Center for the Built Environment (CBE), University of California Berkeley, Berkeley, CA 94720, USA
Institute for Occupational, Social and Environmental Medicine, Medical Faculty, RWTH Aachen University, 52074 Aachen, Germany
Author to whom correspondence should be addressed.
Buildings 2022, 12(7), 985;
Received: 6 July 2022 / Accepted: 6 July 2022 / Published: 11 July 2022
(This article belongs to the Special Issue New Approaches to Modelling Occupant Comfort)
Heating and cooling indoor environments is responsible for the largest share of energy consumption in buildings.

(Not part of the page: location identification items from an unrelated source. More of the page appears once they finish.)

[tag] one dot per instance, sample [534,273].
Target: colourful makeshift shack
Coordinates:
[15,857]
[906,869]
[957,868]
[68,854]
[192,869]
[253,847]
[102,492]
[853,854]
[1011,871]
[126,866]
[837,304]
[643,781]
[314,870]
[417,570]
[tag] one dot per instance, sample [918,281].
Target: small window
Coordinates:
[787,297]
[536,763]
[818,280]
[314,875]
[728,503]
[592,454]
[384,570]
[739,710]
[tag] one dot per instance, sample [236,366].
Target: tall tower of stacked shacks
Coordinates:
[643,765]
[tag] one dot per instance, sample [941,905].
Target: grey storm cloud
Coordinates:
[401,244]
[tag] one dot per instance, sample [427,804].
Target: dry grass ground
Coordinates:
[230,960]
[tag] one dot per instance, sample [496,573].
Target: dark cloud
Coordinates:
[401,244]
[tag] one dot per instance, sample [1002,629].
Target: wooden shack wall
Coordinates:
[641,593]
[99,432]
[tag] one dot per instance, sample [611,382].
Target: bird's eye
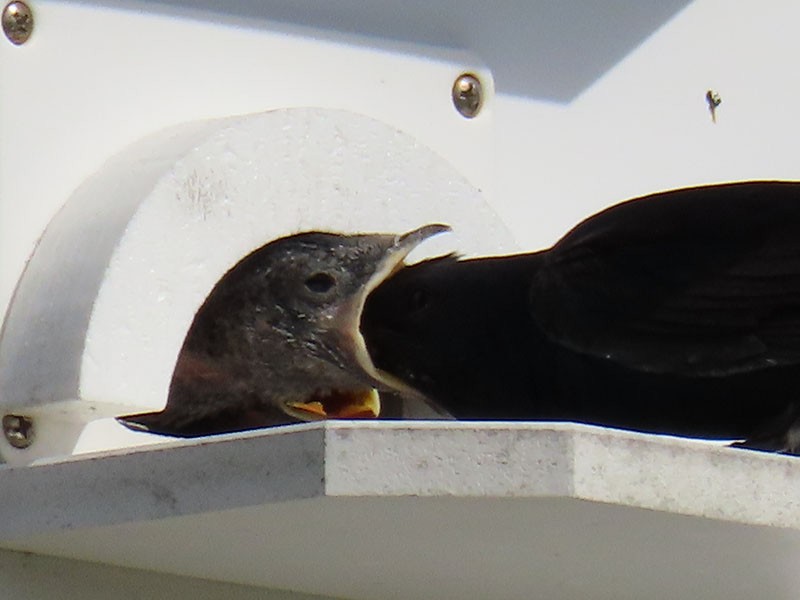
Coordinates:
[319,283]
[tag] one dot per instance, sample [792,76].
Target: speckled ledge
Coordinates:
[334,508]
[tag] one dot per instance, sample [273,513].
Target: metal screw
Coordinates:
[714,100]
[18,430]
[17,22]
[467,95]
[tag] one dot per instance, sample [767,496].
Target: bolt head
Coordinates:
[467,95]
[17,22]
[18,430]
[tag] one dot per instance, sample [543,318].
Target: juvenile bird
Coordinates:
[674,313]
[277,340]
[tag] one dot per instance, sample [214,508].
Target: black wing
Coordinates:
[702,281]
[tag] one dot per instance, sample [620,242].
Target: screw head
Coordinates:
[467,95]
[18,430]
[17,22]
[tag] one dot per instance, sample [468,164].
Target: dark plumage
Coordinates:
[675,313]
[277,339]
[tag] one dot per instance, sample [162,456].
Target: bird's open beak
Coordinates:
[363,403]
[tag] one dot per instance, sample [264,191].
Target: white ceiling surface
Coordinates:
[416,510]
[593,104]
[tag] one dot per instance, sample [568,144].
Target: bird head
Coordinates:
[308,291]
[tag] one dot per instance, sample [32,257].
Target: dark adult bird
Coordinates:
[675,313]
[277,340]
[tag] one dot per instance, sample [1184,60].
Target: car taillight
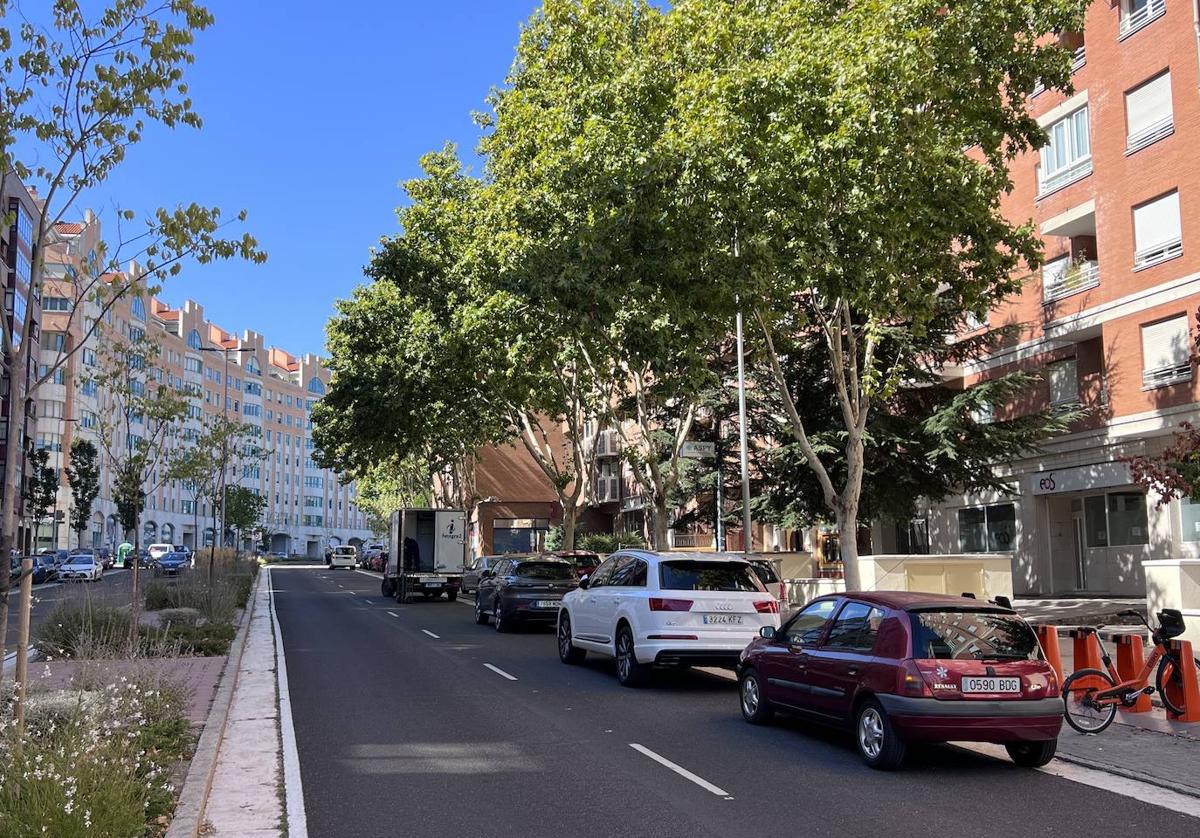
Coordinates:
[660,604]
[911,681]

Reducing the carbon footprint of the built environment relies on a balance of energy efficiency measures that simultaneously ensure occupant thermal comfort. Overlaying this challenge is a shift towards building designs and layouts that promote well-being, health and improve occupants’ experience of their space. In this line of thought, long-standing paradigms focusing on thermal neutrality and steady-state conditions are being reconsidered. Recent interest in thermal alliesthesia as a framework to understand thermal perception (Parkinson and de Dear) [1] has reported different dimensions to occupant comfort (Schweiker et al., 2020) [2] than the prevailing models. In discussing the most suitable thermal exposures for human well-being, health and resilience, Schweiker (2022) [3] suggested three dimensions: relief, encouragement and enjoyment. Relief from thermal extremes—most close to neutrality—needs to be assured wherever necessary due to personal or contextual risk factors or demands. Second, enhancing well-being, health and resilience requires encouraging conditions outside thermal neutrality to stimulate human thermal adaptation. Third, enjoyment through thermal alliesthesia is not only an important driver of behaviour, but likely an exposure to counter thermal boredom and prioritise thermal delight (Heschong, 1979) [4].

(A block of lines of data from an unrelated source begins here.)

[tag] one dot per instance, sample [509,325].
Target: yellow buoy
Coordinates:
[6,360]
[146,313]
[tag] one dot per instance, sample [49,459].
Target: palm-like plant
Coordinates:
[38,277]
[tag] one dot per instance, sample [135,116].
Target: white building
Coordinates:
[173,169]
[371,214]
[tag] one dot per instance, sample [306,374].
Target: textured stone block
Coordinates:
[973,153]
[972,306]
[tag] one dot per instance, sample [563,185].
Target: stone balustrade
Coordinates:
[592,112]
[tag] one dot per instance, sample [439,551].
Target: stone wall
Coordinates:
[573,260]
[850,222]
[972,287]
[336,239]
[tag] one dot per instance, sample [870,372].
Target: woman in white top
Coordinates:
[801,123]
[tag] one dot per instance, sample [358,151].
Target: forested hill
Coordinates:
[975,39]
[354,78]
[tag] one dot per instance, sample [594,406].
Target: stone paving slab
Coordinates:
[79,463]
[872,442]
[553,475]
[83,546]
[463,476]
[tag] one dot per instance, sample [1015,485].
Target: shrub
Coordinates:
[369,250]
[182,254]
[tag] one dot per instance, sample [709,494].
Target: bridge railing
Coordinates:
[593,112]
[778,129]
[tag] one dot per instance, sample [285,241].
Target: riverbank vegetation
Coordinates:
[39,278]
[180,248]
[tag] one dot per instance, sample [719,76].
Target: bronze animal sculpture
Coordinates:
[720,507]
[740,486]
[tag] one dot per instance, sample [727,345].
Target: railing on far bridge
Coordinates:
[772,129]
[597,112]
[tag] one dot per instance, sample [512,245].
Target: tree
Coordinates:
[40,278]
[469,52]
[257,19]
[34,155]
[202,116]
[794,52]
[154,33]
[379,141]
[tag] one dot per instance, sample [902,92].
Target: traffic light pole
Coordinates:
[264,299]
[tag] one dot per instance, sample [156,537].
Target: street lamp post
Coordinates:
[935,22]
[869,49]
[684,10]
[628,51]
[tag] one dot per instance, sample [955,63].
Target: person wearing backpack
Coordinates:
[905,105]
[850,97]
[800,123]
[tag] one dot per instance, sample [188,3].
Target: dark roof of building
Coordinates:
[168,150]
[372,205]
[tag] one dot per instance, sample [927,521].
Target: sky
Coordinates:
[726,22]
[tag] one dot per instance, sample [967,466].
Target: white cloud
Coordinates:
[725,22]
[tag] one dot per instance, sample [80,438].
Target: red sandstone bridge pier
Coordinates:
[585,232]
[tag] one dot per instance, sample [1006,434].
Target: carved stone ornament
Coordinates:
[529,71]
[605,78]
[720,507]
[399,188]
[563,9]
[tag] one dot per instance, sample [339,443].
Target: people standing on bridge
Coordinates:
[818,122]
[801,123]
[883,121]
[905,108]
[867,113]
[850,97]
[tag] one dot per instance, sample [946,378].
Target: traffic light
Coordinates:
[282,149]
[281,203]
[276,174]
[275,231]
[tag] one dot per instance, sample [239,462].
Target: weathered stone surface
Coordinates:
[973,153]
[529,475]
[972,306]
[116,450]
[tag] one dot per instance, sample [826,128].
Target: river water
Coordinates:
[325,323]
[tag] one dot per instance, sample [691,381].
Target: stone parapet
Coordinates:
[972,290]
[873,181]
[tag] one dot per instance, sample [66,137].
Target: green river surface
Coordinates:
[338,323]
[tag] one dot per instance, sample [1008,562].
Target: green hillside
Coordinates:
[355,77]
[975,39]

With this Special Issue of Buildings, we wanted to focus on innovative research efforts to assess and model the thermal experience of building occupants. Successfully navigating this changing landscape requires novel approaches to understanding the psycho-physical relationship between thermal environments and occupant perception to increase the resilience of humans and buildings in a rapidly changing world. Applying new ways of conditioning buildings to support and assess these new concepts of thermal comfort is crucial to bridge the gap between research and practice. The six articles selected for this Special Issue address this context through their own means, presenting an exciting variety of research conducted in the field.
The first article addresses the methods to collect data from occupants and their environment to inform the development of models related to subjective thermal comfort. Collecting subjective responses was a time-consuming exercise in the past, but recent technological advancements enable new methods and opportunities. A novel approach presented by Jayathissa et al. (2020) [5] used smartwatches for “collecting intensive longitudinal subjective feedback”. After developing the underlying technology, they were able to effortlessly collect several thousand survey responses within two weeks. The resulting dataset served as the basis to analyse participants thermal preferences and inherent variance. The conclusions highlight the need to go beyond “one-size-fits-all comfort models” towards individualised momentary approaches.
The second article presents another methodologically unique approach to collecting such thermal comfort data. Malakhatka et al. (2021) [6] evaluated the suitability of commercially available wearables to collect data from individuals while sleeping. Their overall research objective was to model the thermal conditions that best support increased sleep quality using wearable technologies. They performed a laboratory study to demonstrate the potential of their approach to collect meaningful data that can be used to develop recommendation models for optimal sleep environments. Such models could guide and support users in modulating their built environment to increase sleep quality.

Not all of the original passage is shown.